Neil Shah mentions two factors: a rise in crude oil prices and an improving economy. Crude oil prices affects supply, while a stronger economy boosts demand.
There are four factors that affect supply.
- Change in input prices (any process or resource that goes into making a good)
- Change in technology
- Change in the number of sellers
- Change in the expectations of sellers
In this case, we want to focus on input prices. Regarding inputs to providing gasoline, think about labor, land, and capital. In this case, crude oil is considered land, which refers to any natural resource. Without crude oil, it is impossible to produce retail gasoline. Crude oil is accessed by refineries, who are then able to convert it into retail gasoline used by cars.
There are five factors that impact demand.
- Change in taste (activity is more or less attractive)
- Change in income
- Change in the price of related goods
- Change in number of buyers
- Change in the expectations of buyers
When Shah stated that greater economic optimism is causing prices to rise, this relates to the first and second factors of demand. When an economy is improving, that means incomes are rising and consumers are more likely to drive and travel because they have more money to spend on shopping. Even though the unemployment rate remain elevated, consumer spending has been trending up.

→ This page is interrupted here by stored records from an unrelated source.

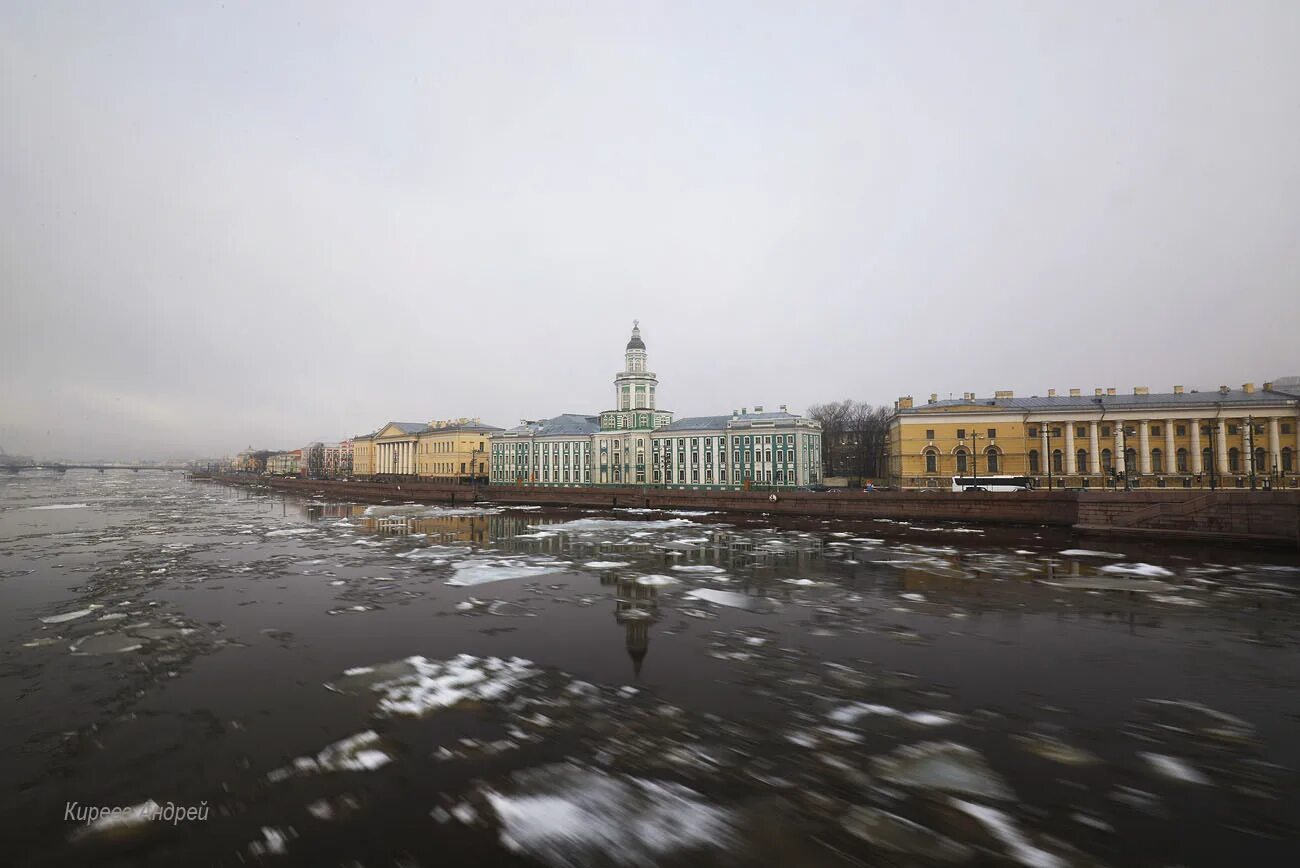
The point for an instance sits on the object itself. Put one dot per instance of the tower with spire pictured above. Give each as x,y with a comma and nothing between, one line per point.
635,415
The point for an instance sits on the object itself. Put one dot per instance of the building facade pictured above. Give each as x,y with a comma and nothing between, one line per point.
1226,438
638,443
454,451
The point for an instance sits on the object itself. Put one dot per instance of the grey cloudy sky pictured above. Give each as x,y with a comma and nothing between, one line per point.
246,222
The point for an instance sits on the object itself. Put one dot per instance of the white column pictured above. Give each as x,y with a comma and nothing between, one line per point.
1221,456
1197,465
1144,446
1093,450
1274,446
1170,447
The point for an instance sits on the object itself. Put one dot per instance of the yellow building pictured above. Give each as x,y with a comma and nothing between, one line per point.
363,455
438,451
1230,437
454,451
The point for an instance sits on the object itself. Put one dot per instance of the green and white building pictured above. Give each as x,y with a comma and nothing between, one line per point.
637,443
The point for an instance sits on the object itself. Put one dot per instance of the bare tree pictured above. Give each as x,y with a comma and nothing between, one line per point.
833,417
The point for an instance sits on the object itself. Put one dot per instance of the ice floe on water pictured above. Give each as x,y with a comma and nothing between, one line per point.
568,815
1145,571
1004,828
1174,768
898,834
360,753
416,686
481,571
943,765
66,616
735,599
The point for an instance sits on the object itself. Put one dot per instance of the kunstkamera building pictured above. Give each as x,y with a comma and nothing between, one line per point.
638,443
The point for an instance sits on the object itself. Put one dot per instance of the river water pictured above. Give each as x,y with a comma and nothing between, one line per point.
303,682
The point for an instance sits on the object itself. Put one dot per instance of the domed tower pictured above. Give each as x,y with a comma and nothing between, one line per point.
635,386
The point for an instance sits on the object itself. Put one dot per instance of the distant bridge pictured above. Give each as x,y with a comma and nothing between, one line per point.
61,468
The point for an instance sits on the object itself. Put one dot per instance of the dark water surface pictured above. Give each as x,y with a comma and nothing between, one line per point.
399,685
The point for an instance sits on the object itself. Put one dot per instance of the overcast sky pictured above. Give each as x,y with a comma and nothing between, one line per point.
255,222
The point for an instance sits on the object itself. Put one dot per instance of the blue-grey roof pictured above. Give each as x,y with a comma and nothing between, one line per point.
1164,400
562,425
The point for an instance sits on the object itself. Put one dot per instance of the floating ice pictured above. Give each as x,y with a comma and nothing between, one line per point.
416,686
1174,768
733,599
481,571
66,616
943,765
853,712
584,525
568,815
1148,571
352,754
1002,827
897,834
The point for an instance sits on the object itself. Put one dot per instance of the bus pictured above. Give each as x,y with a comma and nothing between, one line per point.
992,484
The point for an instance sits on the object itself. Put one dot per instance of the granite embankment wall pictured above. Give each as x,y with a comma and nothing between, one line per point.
1270,517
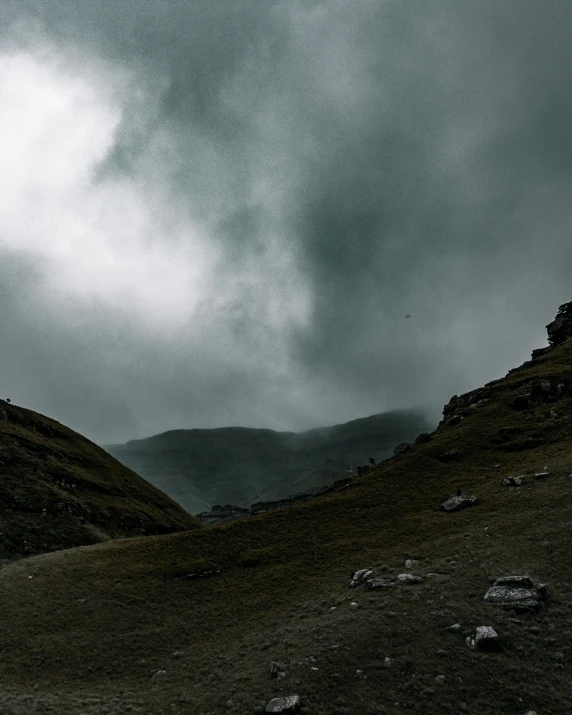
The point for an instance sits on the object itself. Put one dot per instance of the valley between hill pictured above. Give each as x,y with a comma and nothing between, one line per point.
128,626
199,468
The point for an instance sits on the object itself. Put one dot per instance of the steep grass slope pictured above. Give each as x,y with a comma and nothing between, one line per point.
238,465
116,628
58,490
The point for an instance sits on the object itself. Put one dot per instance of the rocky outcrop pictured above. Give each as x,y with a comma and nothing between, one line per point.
224,514
360,576
289,704
516,593
559,330
485,639
463,405
458,501
538,392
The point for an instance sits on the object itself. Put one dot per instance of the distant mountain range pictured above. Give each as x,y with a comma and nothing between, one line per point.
199,468
59,490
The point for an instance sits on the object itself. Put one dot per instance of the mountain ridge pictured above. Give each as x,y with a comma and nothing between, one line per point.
197,621
241,465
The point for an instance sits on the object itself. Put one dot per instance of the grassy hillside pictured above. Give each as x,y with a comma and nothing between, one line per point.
238,465
58,490
117,628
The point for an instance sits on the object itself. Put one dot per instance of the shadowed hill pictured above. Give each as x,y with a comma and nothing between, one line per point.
239,465
58,490
130,626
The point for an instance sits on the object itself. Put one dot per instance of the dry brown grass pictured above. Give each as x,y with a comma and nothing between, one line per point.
58,490
86,634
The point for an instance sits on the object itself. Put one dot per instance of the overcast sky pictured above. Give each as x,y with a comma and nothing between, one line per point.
220,213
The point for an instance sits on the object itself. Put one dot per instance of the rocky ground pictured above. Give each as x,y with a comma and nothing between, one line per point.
438,582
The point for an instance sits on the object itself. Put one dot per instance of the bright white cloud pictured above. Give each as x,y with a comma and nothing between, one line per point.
105,241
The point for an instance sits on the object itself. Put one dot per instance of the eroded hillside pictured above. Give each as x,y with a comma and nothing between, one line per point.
58,490
131,626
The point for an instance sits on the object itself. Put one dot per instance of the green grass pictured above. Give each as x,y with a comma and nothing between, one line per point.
87,633
58,490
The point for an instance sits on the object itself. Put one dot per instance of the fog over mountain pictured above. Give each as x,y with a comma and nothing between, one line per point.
200,468
221,213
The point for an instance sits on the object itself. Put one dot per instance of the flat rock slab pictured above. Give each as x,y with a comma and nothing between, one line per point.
374,583
512,482
458,501
486,639
360,577
289,704
409,578
516,593
438,576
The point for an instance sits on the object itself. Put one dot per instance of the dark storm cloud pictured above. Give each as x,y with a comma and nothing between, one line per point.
339,166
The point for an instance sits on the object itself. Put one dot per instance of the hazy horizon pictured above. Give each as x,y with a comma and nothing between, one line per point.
277,215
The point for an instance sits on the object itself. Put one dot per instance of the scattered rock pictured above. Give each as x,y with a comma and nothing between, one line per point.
361,576
458,501
486,639
512,482
409,578
277,670
516,593
455,628
289,704
375,583
207,573
402,447
453,455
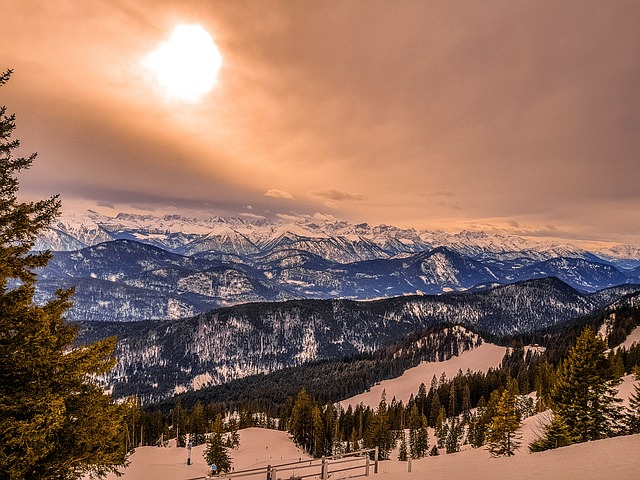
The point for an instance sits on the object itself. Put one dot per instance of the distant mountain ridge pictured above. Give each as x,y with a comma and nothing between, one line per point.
144,267
160,358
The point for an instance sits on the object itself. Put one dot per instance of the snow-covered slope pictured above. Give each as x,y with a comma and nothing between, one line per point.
479,359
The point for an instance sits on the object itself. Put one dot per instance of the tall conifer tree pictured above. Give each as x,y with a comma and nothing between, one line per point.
502,435
55,422
585,394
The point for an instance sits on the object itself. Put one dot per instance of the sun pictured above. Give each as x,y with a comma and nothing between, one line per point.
187,64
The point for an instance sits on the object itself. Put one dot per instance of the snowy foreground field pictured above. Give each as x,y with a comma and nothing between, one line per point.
613,458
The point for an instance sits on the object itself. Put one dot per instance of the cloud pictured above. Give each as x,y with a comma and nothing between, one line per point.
292,218
252,216
278,194
325,217
338,195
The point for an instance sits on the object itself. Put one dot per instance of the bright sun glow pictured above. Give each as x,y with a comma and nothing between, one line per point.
187,64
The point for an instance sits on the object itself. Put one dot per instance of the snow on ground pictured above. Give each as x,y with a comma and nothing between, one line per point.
479,359
258,448
632,338
610,458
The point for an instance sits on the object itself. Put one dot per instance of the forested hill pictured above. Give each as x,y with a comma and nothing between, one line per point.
332,380
159,359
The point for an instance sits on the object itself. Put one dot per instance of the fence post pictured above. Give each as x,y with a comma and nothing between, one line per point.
375,465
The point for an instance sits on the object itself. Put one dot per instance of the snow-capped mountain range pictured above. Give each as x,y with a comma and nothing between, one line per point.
136,267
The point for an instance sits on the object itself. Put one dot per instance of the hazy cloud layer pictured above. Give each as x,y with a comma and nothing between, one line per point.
438,114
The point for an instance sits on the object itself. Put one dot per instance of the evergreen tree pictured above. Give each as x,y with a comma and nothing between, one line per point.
556,435
442,428
454,435
378,432
584,395
55,421
402,453
502,436
318,449
301,421
217,451
434,412
632,417
418,434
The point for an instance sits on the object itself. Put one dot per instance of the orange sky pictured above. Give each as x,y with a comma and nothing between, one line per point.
518,117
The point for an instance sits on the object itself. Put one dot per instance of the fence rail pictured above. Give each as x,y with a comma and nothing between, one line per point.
356,463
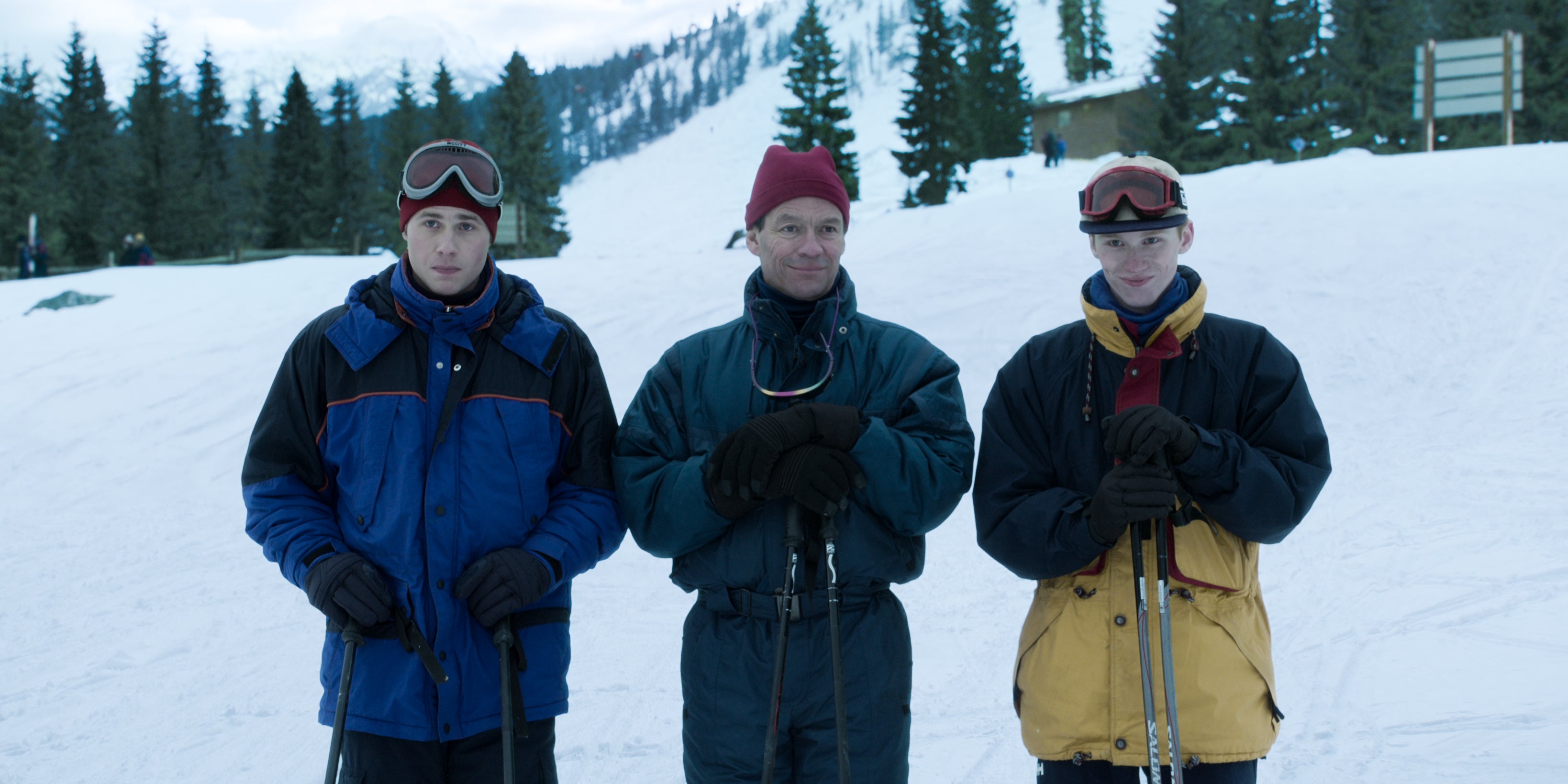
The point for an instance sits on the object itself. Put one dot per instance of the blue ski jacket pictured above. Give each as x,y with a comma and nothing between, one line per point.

It was a little confusing when Shah referred to a boom in American oil production. That typically results in an increase in supply and drives prices down. However, that would explain previous dips in prices. What is happening now is that the utilization of refineries are near full capacity at 90.7% as of the week ending on June 28. In fact, U.S. refineries are operating at the highest level since 2007. That indicates that driving activity is on the rise and that would place upward movement on prices due to the first factor of demand again. If the utilization of refineries start to fall due to refineries expanding capacity through improved technology, then that would be an example of an increase in supply that would drive prices down due to the second factor.
Speculation also plays a role in gas prices and we can look to uncertainty with Egypt. Even though Egypt is not a major source of our gasoline supply, political turmoil there could impact global supply. This scenario would be consistent with the first factor dealing with supply. In this case, prices are driven up not by current market forces of demand and supply, but potential future disruptions in oil supply if the Middle East experiences more political instability. If disruptions are severe enough, then that would drive the price of crude oil up, which is an example of an input price.
When wondering why gas prices change, one can often look to the market forces of supply and demand. However, we must also realize the role of market speculation in influencing gas price movements.